This has given rise to the slightly more refined ‘hyper-personalisation’. Whereas classical personalisation merely expresses that some amount of tailoring is being done: the use of algorithms, machine learning, and other advanced forms of analysing data is considered the next level.
Below, we’ve had a look at eight companies that excel in anticipating and meeting the needs of their customers to illustrate hyper-personalisation and give a sense of the scope of possibilities.
Keeping people engaged is Netflix's number one priority, and so its ability to show users intriguing content they might otherwise miss is key to its ongoing success. To do this, the company's personalised recommendations system draws from many sources.
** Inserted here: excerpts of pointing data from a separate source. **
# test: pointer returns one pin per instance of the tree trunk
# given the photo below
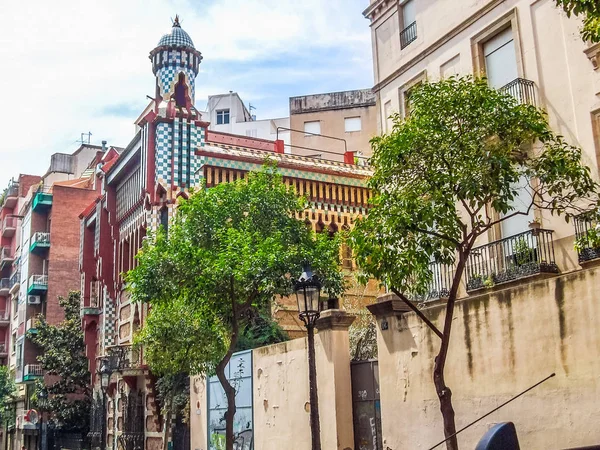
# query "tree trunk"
(444, 393)
(220, 371)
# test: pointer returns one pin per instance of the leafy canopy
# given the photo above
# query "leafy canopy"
(441, 173)
(228, 253)
(590, 10)
(63, 356)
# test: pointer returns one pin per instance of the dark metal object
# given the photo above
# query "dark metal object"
(308, 290)
(408, 35)
(511, 258)
(366, 406)
(132, 436)
(494, 410)
(502, 436)
(521, 89)
(583, 225)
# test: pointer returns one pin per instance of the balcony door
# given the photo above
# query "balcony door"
(518, 224)
(500, 59)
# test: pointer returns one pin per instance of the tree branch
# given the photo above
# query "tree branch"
(417, 311)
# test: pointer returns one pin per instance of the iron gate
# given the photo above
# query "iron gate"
(132, 437)
(366, 406)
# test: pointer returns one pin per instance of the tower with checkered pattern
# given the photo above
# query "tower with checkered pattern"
(175, 63)
(175, 129)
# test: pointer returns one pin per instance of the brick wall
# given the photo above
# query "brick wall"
(63, 266)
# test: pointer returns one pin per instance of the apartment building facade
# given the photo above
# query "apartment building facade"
(174, 151)
(333, 125)
(508, 330)
(44, 257)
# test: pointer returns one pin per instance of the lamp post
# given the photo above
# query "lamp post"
(308, 291)
(105, 372)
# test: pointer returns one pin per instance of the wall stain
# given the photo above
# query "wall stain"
(505, 301)
(465, 308)
(559, 297)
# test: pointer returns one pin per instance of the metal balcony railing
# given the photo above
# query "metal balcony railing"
(15, 278)
(587, 238)
(408, 35)
(511, 258)
(522, 90)
(440, 284)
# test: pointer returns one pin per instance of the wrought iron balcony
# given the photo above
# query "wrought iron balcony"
(408, 35)
(511, 258)
(6, 257)
(522, 90)
(9, 226)
(12, 194)
(42, 200)
(587, 238)
(439, 287)
(4, 286)
(40, 242)
(32, 372)
(124, 358)
(38, 284)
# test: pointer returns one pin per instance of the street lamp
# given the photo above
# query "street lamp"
(105, 372)
(308, 291)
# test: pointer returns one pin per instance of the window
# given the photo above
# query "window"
(313, 127)
(500, 59)
(409, 24)
(223, 117)
(352, 124)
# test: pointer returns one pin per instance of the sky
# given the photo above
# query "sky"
(73, 67)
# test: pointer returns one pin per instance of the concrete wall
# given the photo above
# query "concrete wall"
(281, 395)
(502, 343)
(331, 110)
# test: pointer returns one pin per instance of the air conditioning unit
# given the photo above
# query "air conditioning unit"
(33, 300)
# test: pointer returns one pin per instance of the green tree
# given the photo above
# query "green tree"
(63, 359)
(589, 10)
(7, 392)
(229, 252)
(446, 176)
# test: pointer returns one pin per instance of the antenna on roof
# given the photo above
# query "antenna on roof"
(85, 140)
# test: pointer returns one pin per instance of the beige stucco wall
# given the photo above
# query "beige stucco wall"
(281, 394)
(332, 124)
(502, 343)
(549, 52)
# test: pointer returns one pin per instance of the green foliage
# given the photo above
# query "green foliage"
(229, 251)
(65, 365)
(589, 10)
(8, 391)
(439, 173)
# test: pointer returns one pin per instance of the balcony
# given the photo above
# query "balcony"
(9, 226)
(40, 242)
(42, 201)
(408, 35)
(522, 90)
(38, 284)
(32, 372)
(4, 287)
(439, 287)
(587, 239)
(124, 358)
(519, 256)
(7, 257)
(12, 195)
(15, 282)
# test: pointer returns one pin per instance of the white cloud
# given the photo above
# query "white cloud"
(66, 63)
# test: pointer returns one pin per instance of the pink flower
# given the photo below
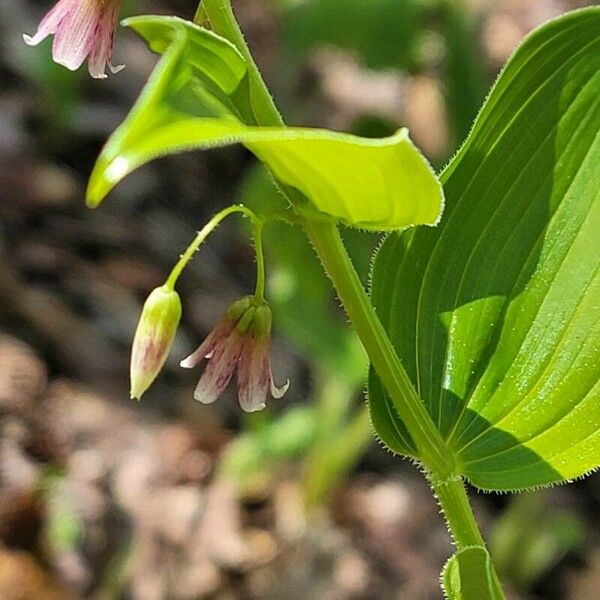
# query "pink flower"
(82, 29)
(241, 340)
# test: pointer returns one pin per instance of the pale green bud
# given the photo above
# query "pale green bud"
(153, 338)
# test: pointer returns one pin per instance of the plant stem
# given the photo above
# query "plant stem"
(326, 240)
(223, 21)
(454, 502)
(260, 260)
(185, 258)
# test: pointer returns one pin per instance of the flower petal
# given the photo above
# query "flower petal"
(75, 36)
(206, 349)
(219, 369)
(103, 42)
(278, 391)
(50, 23)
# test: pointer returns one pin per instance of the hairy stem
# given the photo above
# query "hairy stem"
(201, 236)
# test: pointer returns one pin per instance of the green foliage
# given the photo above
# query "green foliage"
(198, 97)
(496, 313)
(468, 575)
(531, 536)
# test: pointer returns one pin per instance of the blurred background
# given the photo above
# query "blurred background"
(101, 497)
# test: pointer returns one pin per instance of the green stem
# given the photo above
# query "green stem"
(453, 499)
(260, 260)
(223, 21)
(185, 258)
(325, 237)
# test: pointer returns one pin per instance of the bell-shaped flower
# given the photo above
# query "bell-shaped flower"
(153, 338)
(241, 340)
(82, 29)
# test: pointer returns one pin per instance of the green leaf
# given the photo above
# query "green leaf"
(496, 314)
(468, 575)
(198, 97)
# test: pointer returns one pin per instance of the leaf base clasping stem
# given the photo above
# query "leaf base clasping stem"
(324, 235)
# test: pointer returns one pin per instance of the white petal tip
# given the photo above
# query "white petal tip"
(203, 398)
(67, 63)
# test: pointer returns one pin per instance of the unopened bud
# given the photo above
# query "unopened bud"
(153, 338)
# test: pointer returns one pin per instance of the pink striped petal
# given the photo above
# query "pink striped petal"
(254, 374)
(50, 23)
(219, 369)
(82, 29)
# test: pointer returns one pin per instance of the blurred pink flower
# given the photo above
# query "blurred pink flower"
(242, 340)
(82, 29)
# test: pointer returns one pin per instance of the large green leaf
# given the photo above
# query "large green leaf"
(468, 575)
(198, 97)
(496, 314)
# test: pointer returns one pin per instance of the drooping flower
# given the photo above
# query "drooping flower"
(242, 340)
(153, 338)
(82, 29)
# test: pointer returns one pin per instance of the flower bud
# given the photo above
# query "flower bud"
(153, 338)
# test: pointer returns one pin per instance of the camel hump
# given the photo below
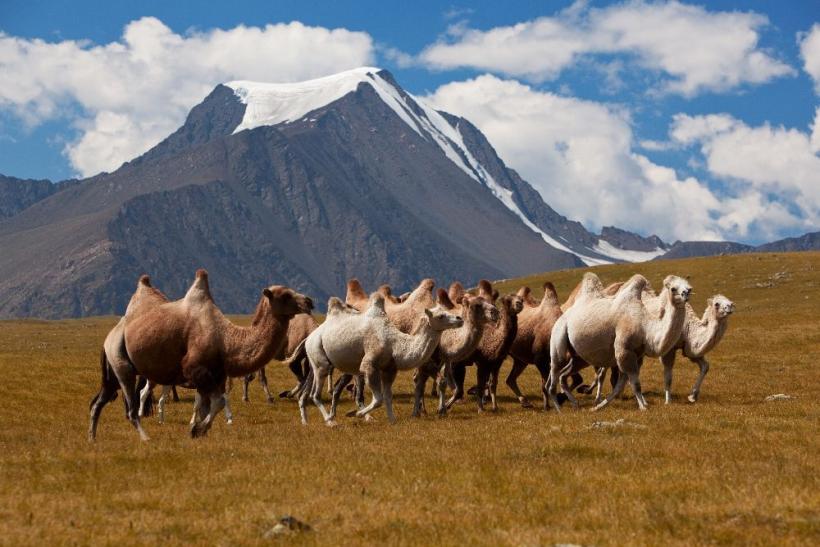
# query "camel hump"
(375, 305)
(633, 288)
(591, 285)
(485, 289)
(201, 288)
(444, 299)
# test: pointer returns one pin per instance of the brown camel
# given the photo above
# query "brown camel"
(299, 328)
(491, 351)
(190, 342)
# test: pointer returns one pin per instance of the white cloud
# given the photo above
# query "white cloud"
(134, 92)
(810, 51)
(776, 168)
(579, 156)
(696, 50)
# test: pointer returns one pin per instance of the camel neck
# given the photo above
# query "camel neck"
(664, 332)
(247, 349)
(418, 348)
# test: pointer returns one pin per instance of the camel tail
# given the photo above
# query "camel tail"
(298, 354)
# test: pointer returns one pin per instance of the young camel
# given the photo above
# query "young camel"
(615, 332)
(298, 329)
(369, 342)
(491, 351)
(190, 342)
(455, 346)
(698, 337)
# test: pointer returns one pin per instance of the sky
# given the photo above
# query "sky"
(685, 120)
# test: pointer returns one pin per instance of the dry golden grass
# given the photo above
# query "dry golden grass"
(731, 469)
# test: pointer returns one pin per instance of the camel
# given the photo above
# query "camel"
(698, 337)
(531, 343)
(455, 346)
(371, 343)
(491, 351)
(615, 332)
(299, 328)
(190, 342)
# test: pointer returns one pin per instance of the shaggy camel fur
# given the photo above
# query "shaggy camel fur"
(190, 342)
(455, 346)
(491, 351)
(298, 329)
(698, 337)
(372, 344)
(615, 332)
(113, 351)
(531, 343)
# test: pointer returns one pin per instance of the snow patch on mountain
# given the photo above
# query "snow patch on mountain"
(273, 104)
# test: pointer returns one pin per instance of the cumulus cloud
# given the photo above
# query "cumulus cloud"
(810, 51)
(777, 162)
(693, 49)
(581, 157)
(134, 92)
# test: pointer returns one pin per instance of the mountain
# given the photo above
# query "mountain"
(305, 184)
(806, 242)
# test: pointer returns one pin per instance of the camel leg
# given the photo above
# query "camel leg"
(340, 386)
(512, 382)
(388, 377)
(419, 382)
(600, 376)
(263, 381)
(496, 369)
(166, 390)
(542, 364)
(458, 373)
(228, 413)
(616, 391)
(127, 377)
(304, 395)
(146, 398)
(216, 400)
(571, 370)
(373, 377)
(108, 392)
(703, 364)
(445, 372)
(668, 361)
(319, 376)
(482, 375)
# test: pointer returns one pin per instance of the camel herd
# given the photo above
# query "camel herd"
(369, 338)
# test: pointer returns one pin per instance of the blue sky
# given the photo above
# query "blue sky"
(616, 112)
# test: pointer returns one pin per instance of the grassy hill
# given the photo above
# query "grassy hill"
(732, 469)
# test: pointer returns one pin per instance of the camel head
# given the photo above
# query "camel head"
(455, 292)
(722, 306)
(444, 300)
(480, 310)
(285, 301)
(485, 289)
(440, 319)
(679, 289)
(513, 303)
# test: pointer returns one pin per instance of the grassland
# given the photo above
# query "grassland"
(732, 469)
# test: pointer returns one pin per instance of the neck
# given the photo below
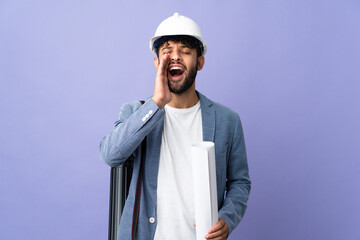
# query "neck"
(186, 99)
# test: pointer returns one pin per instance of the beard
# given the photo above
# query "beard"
(181, 87)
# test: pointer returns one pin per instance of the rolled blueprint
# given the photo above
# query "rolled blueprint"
(204, 185)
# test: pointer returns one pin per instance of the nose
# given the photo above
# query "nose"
(175, 55)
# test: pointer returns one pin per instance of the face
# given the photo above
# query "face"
(183, 65)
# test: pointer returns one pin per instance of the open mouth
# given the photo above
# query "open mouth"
(176, 72)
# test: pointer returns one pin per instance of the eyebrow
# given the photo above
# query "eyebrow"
(169, 47)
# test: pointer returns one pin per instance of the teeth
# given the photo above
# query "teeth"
(175, 68)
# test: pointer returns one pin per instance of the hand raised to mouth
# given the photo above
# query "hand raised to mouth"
(162, 94)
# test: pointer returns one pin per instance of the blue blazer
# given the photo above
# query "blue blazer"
(220, 125)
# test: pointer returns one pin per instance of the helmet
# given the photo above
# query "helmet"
(178, 25)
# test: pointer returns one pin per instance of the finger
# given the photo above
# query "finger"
(220, 233)
(219, 225)
(164, 62)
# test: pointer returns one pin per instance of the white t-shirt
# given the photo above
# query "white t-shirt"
(175, 203)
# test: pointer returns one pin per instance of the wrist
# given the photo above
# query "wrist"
(158, 102)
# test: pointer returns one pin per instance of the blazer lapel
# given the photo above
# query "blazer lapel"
(208, 118)
(153, 152)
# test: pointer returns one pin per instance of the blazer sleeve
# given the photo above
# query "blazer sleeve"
(134, 123)
(238, 182)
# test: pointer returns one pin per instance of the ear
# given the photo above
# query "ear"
(156, 62)
(201, 62)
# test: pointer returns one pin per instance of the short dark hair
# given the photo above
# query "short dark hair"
(188, 41)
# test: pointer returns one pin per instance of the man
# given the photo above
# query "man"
(172, 119)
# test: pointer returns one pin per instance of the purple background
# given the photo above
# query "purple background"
(289, 68)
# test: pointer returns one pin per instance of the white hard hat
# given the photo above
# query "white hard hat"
(178, 25)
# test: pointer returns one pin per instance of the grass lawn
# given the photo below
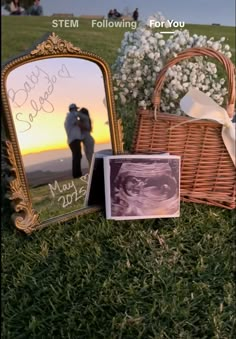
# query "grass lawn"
(97, 278)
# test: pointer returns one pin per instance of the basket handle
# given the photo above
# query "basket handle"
(192, 52)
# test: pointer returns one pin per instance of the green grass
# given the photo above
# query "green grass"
(96, 278)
One is customer ratings, which feeds into an algorithm to determine what content is shown and to who.
Netflix also incorporates what is internally called the 'implicit signal' into the algorithm: how the users interact with a show or movie: how long they watch it, whether they rewind, fast forward or stop watching and, if so, at what point. It also includes data on time, location and on which device users watch its content. This does not merely change what gets recommended: it informs the streaming service's original programming, as was the case with House of Cards and The Crown.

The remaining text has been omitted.